Note: the resource reservation is imperfect. The job wrapper calls a script run-mmpol.sh which is responsible for executing the mmapplypolicy command.

The command is aligned to run on specific nodes by way of arguments to mmapplypolicy. The command is technically not run inside of the job reservation so the resource constraints are imperfect. The goal is to use the scheduler to ensure the policy run does not conflict with existing resource allocations on the cluster.

Running the policy "list-policy-external"

The list-policy-external policy provides an efficient tool to gather file stat data into a URL-encoded ASCII text file. The output file can then be processed by down-stream to create reports on storage patterns and use.

An example invocation would be:

submit-pol-job /path/to/output/dir \
     /absolute/path/policy/list-path-external \
	 4 24 4G partition_name \
	 /path/to/listed/dir \
	 180

Some things to keep in mind:

  • the submit-pol-job script may need a ./ prefix if it is not in your path.
  • use absolute paths for all directory arguments to avoid potential confusion
  • make sure the output dir has sufficient space to hold the resulting file listing (It could be 100's of Gigabytes for a large collection of files.)

The slurm job output file will be local to the directory from which this command executed. It can be watched to observe progress in the generation of the file list. A listing of 100's of millions of files may take a couple of hours to generate and consume serveral hundred gigabytes for the output file.

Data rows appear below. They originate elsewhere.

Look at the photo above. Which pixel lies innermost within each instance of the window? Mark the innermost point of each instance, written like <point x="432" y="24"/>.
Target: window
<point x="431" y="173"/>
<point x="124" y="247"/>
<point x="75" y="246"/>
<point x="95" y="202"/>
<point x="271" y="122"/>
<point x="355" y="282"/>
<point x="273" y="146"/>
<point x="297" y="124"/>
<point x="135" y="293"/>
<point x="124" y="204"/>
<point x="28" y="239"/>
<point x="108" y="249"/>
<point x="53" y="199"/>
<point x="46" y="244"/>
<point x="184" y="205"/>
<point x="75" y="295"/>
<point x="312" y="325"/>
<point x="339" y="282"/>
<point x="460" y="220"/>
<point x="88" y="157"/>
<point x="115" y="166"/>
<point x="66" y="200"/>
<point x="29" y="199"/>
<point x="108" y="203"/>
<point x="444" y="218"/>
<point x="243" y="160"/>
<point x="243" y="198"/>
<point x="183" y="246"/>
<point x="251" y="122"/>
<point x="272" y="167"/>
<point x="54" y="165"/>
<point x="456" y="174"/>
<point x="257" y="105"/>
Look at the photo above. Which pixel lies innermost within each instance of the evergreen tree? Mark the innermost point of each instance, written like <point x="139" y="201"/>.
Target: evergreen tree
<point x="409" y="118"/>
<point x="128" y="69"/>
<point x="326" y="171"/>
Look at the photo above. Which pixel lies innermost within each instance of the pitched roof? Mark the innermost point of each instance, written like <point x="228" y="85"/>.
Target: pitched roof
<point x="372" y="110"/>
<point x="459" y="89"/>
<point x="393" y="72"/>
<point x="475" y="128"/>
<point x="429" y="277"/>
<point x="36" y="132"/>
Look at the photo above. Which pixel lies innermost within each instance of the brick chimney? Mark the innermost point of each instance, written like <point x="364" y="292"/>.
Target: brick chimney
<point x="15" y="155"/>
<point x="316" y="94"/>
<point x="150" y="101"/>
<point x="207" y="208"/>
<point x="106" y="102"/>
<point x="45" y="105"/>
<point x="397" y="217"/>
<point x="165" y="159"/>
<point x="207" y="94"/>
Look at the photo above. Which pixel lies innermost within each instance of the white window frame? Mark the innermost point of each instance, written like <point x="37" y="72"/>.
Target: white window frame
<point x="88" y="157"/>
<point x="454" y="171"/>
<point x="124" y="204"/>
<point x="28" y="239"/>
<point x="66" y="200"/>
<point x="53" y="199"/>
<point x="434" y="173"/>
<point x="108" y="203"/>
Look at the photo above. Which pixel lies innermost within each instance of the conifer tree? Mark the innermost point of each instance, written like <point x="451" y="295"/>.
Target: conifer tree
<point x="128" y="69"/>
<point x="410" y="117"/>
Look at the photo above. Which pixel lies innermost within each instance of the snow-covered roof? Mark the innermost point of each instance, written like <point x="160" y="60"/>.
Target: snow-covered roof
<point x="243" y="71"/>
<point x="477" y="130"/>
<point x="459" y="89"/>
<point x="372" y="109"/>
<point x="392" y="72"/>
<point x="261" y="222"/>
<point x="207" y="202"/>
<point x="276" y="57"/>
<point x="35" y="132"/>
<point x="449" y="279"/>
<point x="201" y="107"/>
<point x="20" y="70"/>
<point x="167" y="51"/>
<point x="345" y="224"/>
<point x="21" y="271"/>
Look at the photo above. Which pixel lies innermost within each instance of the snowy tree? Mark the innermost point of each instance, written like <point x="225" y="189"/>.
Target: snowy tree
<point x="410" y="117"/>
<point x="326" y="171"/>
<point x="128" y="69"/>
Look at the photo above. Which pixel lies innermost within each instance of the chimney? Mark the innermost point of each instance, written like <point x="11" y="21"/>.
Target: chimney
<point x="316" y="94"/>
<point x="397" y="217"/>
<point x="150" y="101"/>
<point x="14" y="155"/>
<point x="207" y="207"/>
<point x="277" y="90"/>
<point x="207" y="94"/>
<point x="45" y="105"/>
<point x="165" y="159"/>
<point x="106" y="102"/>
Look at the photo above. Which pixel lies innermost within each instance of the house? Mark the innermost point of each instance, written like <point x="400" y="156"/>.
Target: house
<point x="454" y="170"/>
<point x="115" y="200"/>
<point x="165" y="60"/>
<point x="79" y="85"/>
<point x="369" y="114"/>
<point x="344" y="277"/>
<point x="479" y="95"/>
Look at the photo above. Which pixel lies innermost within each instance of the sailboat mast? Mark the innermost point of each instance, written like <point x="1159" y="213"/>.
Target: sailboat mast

The output file in /path/to/output/dir is named as follows

  • a prefix of "list-${SLURM_JOBID}"
  • ".list" for the name of the policy rule type of "list"
  • a tag for the list name name defined in the policy file, "list-gather" for list-path-external policy

The output file contains one line per file object stored under the /path/to/listed/dir. No directories or non-file objects are included in this listing. Each entry is a space-seperated set of file attributes selected by the SHOW command in the LIST rule. Entries are encoded according to RFC3986 URI percent encoding. This means all spaces and special characters will be encoded, making it easy to split lines into fields using the space separator.